DUBAI (Reuters) -Protests continued in several cities across Iran on Thursday against the death of young woman in police custody, state and social media reported, as a human rights group said at least 83 people had been killed in nearly two weeks of demonstrations.
Mahsa Amini, 22, from the Iranian Kurdish town of Saqez, was arrested this month in Tehran for "unsuitable attire" by the morality police that enforces the Islamic Republic's strict dress code for women.
Her death has sparked the first big show of opposition on Iran's streets since authorities crushed protests against a rise in gasoline prices in 2019.
"At least 83 people including children, are confirmed to have been killed in (the) #IranProtests," Iran Human Rights, a Norway-based group, said on Twitter.
Despite the growing death toll and a fierce crackdown by authorities, videos posted on Twitter showed demonstrators calling for the fall of the clerical establishment in Tehran, Qom, Rasht, Sanandaj, Masjed-i-Suleiman and other cities.

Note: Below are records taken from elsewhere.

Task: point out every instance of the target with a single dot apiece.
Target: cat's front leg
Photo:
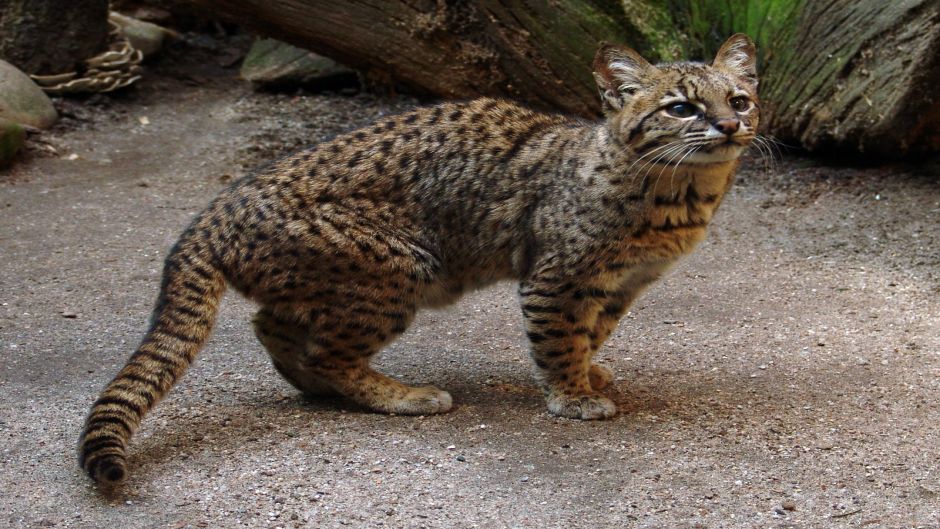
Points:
(560, 320)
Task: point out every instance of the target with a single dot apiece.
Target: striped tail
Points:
(181, 323)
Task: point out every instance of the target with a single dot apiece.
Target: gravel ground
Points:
(785, 375)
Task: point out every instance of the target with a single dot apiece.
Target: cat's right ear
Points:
(619, 72)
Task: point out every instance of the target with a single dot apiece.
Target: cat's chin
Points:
(721, 154)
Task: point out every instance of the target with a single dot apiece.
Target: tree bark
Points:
(858, 75)
(533, 50)
(52, 36)
(838, 75)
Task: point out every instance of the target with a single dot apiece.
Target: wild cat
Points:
(342, 243)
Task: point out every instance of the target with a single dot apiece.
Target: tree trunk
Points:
(52, 36)
(533, 50)
(838, 75)
(859, 75)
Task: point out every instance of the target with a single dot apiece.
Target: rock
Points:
(52, 36)
(275, 64)
(22, 101)
(144, 36)
(12, 136)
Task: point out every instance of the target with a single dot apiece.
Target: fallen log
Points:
(838, 75)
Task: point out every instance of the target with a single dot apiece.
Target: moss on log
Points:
(859, 75)
(838, 75)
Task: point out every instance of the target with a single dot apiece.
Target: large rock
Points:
(11, 139)
(274, 63)
(143, 36)
(52, 36)
(22, 101)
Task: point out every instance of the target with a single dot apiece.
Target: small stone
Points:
(144, 36)
(22, 101)
(277, 64)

State television said police had arrested a large number of "rioters", without giving figures.
Rights groups said dozens of activists, students and artists have been detained and the Committee to Protect Journalists said on Twitter that it had learned that security forces had arrested at least 28 journalists as of Sept. 29.
Meanwhile, Germany's foreign minister said on Thursday she wanted the European Union to impose sanctions on Iran following Amini's death.
In Norway, several people attempted to enter the Iranian embassy in Oslo during an angry demonstration in which two people sustained light injuries, Norwegian police said. Police detained 95 people, public broadcaster NRK reported.
President Ebrahim Raisi said the unrest was the latest move by hostile Western powers against Iran since its Islamic revolution in 1979.
"The enemies have committed computational errors in the face of Islamic Iran for 43 years, imagining that Iran is a weak country that can be dominated," Raisi said on state television.